But breaking up the integral still yields

##f'=\int_x^{2x} (-te^{-t^2x}) \ dt + \frac{2e^{-4x^3}-e^{-x^3}}{x}##
, correct?
That's close to but not the same as what I'm getting. In the Liebniz rule, the integrand, f(x, t), is ##\frac{e^{-t^2x}} t##.
What is f(x, b(x))?
What is f(x, a(x))?
What is ##\frac{\partial}{\partial x}f(x, t)##?
In the above, f is different from what you're using to represent the integral.

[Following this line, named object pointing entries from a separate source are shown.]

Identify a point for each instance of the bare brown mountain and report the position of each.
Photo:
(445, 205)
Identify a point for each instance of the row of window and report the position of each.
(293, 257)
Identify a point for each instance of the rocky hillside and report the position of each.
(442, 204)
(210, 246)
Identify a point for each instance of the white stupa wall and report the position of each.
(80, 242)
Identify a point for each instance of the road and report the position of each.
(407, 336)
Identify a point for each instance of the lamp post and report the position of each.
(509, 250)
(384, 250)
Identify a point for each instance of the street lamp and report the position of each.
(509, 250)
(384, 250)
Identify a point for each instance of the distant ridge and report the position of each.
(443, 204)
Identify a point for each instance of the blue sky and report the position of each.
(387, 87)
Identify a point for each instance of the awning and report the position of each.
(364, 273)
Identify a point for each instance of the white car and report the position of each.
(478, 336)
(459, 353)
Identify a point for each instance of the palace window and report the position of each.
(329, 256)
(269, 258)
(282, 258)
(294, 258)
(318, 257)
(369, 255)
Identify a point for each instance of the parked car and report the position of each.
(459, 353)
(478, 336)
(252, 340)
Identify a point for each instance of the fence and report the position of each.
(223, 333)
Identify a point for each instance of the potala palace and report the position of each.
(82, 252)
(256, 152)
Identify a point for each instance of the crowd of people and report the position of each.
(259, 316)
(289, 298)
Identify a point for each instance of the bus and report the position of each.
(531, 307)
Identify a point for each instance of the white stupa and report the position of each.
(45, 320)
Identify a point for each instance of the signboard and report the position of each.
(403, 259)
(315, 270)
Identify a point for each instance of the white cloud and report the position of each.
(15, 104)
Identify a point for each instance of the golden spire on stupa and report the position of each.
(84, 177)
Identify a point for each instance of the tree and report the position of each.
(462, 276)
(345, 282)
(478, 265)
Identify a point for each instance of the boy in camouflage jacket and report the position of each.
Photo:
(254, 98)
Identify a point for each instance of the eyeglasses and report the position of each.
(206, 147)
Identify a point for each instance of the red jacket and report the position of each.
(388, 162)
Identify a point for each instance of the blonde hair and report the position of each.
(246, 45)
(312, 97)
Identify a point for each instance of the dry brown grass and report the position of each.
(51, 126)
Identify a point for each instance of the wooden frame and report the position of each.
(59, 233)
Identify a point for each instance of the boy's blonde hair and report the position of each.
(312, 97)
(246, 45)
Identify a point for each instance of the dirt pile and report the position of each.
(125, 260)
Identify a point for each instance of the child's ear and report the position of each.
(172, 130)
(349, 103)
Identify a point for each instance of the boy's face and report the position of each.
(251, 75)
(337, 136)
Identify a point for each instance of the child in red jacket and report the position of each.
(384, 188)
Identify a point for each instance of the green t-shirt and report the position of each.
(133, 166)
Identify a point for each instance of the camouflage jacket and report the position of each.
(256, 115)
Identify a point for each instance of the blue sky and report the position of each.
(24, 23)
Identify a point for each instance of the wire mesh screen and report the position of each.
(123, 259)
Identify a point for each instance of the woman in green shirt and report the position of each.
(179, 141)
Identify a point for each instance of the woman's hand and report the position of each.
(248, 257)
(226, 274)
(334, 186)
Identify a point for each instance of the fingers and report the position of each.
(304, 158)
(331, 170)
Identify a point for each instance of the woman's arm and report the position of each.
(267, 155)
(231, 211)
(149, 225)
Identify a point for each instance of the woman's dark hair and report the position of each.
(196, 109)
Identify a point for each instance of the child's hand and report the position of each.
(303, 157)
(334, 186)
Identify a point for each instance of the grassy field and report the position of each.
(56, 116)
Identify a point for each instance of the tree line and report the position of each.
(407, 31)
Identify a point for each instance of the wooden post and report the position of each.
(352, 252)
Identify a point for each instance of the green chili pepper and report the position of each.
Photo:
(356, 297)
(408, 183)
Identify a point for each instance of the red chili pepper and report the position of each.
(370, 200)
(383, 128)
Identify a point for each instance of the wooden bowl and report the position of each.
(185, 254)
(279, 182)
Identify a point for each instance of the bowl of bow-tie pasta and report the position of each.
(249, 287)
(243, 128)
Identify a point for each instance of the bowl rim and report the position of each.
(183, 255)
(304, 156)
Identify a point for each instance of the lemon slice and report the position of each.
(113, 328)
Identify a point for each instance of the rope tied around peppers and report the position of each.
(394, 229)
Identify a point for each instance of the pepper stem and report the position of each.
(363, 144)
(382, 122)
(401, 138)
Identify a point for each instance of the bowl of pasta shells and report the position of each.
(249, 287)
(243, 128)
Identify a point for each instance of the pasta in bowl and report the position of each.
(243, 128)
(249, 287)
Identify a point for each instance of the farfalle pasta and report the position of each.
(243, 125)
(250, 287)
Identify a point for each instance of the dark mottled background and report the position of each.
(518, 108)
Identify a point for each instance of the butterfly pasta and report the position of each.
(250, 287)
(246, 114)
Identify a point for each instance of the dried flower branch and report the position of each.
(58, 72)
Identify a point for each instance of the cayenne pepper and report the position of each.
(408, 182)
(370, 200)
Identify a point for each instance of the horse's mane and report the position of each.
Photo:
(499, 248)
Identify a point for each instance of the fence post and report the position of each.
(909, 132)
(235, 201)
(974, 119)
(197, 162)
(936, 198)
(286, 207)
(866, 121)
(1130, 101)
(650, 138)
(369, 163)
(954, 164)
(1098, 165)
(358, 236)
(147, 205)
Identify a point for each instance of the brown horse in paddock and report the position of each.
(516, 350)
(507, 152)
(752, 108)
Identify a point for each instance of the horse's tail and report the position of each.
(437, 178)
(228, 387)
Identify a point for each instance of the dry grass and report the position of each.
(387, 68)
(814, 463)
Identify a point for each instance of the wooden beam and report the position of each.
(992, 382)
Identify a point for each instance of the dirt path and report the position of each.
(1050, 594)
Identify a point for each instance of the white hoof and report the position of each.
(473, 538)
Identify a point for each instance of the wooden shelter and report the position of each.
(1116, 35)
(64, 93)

That's close to but not the same as what I'm getting. In the Liebniz rule, the integrand, f(x, t), is ##\frac{e^{-t^2x}} t##.
What is f(x, b(x))?
What is f(x, a(x))?
What is ##\frac{\partial}{\partial x}f(x, t)##?
In the above, f is different from what you're using to represent the integral.
##f(x, b(x))=\frac{e^{-4x^3}}{2x}## (the ##2## in the denominator is eliminated in the Leibniz rule since ##b'(x)=2##
##f(x,a(x))=\frac{e^{-x^3}}{x}##
##\frac{\partial}{\partial x}f(x, t)=(-te^{-t^2x}) ##

But breaking up the integral still yields

##f'=\int_x^{2x} (-te^{-t^2x}) \ dt + \frac{2e^{-4x^3}-e^{-x^3}}{x}##
, correct?
Wouldn't it be ##f'=\int_x^{2x} (-te^{-t^2x}) \ dt + \frac{e^{-4x^3}-e^{-x^3}}{x}##?
IOW, shouldn't the coefficient of the ##e^{-4x^3}## be 1 instead of 2?

Correct!

Wouldn't it be ##f'=\int_x^{2x} (-te^{-t^2x}) \ dt + \frac{e^{-4x^3}-e^{-x^3}}{x}##?
IOW, shouldn't the coefficient of the ##e^{-4x^3}## be 1 instead of 2?
Where would one go from here?

The integral can be evaluated, treating x in the integrand as if it were constant. The substitution u(t) = -t^2x, give du = -2txdt. Find a "t" antiderivative of the integrand, and then evaluate it at the two limits of integration. Once this is done, maybe you can say something about f, due to f' being zero, or positive, or negative.

• schniefen
Using u-substitution and adding the other terms to the evaluated integral,

##f'(x)= \frac{3e^{-4x^3}-3e^{-x^3}}{2x}##
The range should be ##(0,\ln{(2)})##. The expression seems kind of challenging to integrate.